- Genre: News and current affairs
- Presented by: Brian Farrell Barry Cowan Olivia O'Leary Pat Kenny John Bowman
- Country of origin: Ireland
- Original language: English

Production
- Production locations: RTÉ Television Centre, Donnybrook, Dublin 4, Ireland
- Editor: Joe Mulholland
- Camera setup: Multi-camera
- Running time: 30 minutes

Original release
- Network: RTÉ One
- Release: 6 October 1980 – 27 August 1992

Related
- Frontline (Ireland); Prime Time, Farrell;

= Today Tonight (Irish TV programme) =

Today Tonight is an Irish news and current affairs programme noted for its in-depth analysis, robust cross-examination of senior politicians and investigative reporting. The programme was broadcast on RTÉ One for the first time on Monday 6 October 1980.

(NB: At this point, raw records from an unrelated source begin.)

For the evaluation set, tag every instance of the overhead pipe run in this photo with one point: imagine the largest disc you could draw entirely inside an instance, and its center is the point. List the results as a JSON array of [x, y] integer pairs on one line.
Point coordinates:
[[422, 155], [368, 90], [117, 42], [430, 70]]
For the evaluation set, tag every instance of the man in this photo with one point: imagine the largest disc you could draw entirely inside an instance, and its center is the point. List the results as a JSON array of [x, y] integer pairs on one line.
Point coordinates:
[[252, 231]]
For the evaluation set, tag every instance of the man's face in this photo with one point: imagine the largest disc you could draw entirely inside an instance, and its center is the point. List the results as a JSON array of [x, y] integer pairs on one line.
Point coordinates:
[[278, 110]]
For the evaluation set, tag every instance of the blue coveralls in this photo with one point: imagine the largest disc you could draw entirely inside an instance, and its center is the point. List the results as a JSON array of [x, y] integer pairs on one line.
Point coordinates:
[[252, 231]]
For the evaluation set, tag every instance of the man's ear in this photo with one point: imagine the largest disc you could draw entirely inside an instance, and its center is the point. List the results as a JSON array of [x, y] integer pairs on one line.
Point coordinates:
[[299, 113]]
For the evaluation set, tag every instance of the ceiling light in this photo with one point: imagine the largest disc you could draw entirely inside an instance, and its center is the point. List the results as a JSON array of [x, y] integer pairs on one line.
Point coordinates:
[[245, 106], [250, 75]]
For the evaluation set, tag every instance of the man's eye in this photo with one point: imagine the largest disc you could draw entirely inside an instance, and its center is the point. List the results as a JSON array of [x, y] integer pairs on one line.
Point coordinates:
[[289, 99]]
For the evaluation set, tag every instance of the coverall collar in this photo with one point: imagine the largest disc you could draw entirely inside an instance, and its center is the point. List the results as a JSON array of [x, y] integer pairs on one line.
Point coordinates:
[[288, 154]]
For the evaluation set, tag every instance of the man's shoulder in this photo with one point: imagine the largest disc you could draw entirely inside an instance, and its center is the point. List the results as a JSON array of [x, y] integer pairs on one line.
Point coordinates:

Brian Farrell, Barry Cowan and Olivia O'Leary were the three original presenters. They were subsequently joined by others such as Pat Cox, John Bowman and Pat Kenny. All of these presenters later went on to hold other positions in RTÉ Television. Today Tonight was broadcast from Monday to Thursday on RTÉ One after the main evening news and restored the station's reputation for current affairs broadcasting following the demise of 7 Days in 1976. The last edition of the programme was broadcast on 27 August 1992 and was replaced by Prime Time.

It won a number of Jacob's Awards.

An in-depth report into the 14 February 1981 Stardust fire broadcast by Today Tonight on 16 February 1981 led to a senior adviser of Taoiseach Charles Haughey accusing RTÉ of undermining the Stardust Tribunal.